There are other files that are not addressed by the Disk Cleanup utility. There are gobs of temporary files generated by the operating system and your applications that just hang around after they are no longer needed, and they are not always in a Temp folder The number of these files will vary greatly from one user to the next, depending on installed applications and the normal daily use of the computer. These files end in .tmp and are generally no longer of any use once the session that generated them is closed. A lot of these files reside in the Windows folder or Windows subfolders.
These files are most easily cleaned out using Windows Search. Go to Start > Search (If you have installed the Windows Desktop Search, you'll have to scroll down to Click here to use Search Companion, and click there) and then click on All files and folders. After you have opened the dropdown for All files and folders, in the textbox for All or part of the file name: type in "*.tmp" (without the quotes). Then click the dropdown for More advanced options and put a check in the box by Search system folders, Search hidden files and folders, and Search subfolders. Then click Search.
When the search has completed, click on Date Modified at the top right of the pane displaying the list of files to sort them by oldest first, and then click Date Modified once more to resort them into youngest first. There will probably be a handful of folders such as msinst.tmp or msdownld.tmp or an assortment of letters and numbers.tmp. These are usually empty or contain only one or two small files, and can be ignored. I usually delete everything that is older than two weeks. If you wish to be a bit more conservative, go for everything older than a month. The easiest way to delete a large number of files like this is to scroll to the bottom of the pane (if you have sorted for youngest first), and left-click the last file.
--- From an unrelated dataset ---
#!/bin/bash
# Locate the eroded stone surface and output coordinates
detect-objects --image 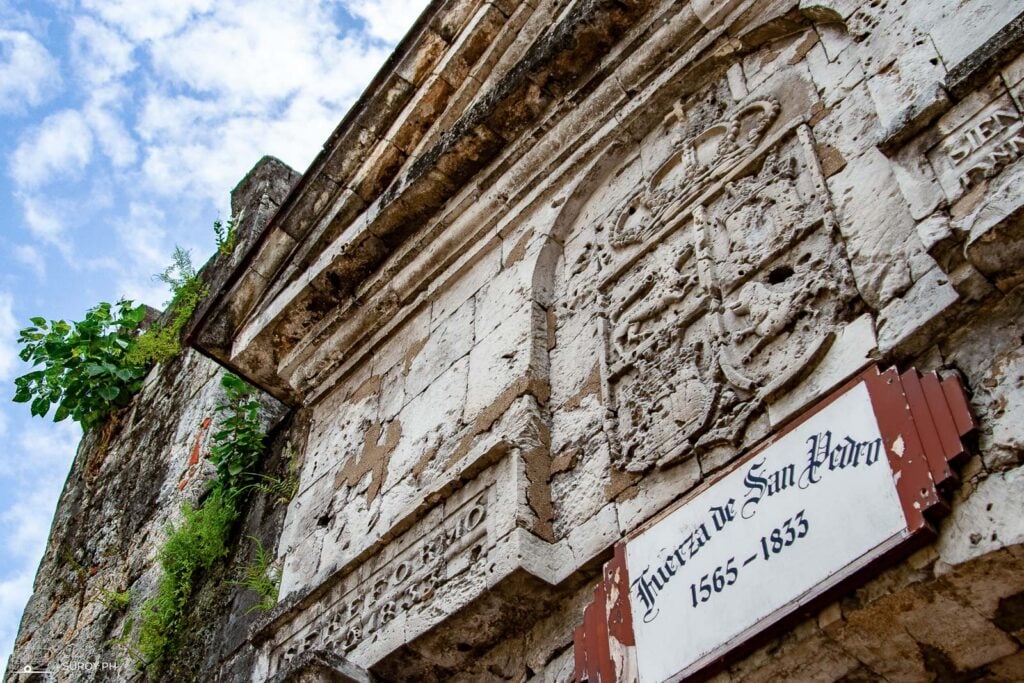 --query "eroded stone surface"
[9,0,1024,681]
Scroll back up to the youngest file you want to include (two weeks old, one month old, or whatever you feel comfortable with) then hold down the shift key and left-click on the file. This will highlight all the files in between. Release the shift key, then right-click in the highlighted area and select Delete.
Leave these in the recycle bin for three or four days. If your computer continues to operate normally and you don't get any messages from Windows about unable to find... files, then you can empty the recycle bin. I recently recovered 3.5GB of space on one of my PC's that I hadn't run this procedure on for quite a while.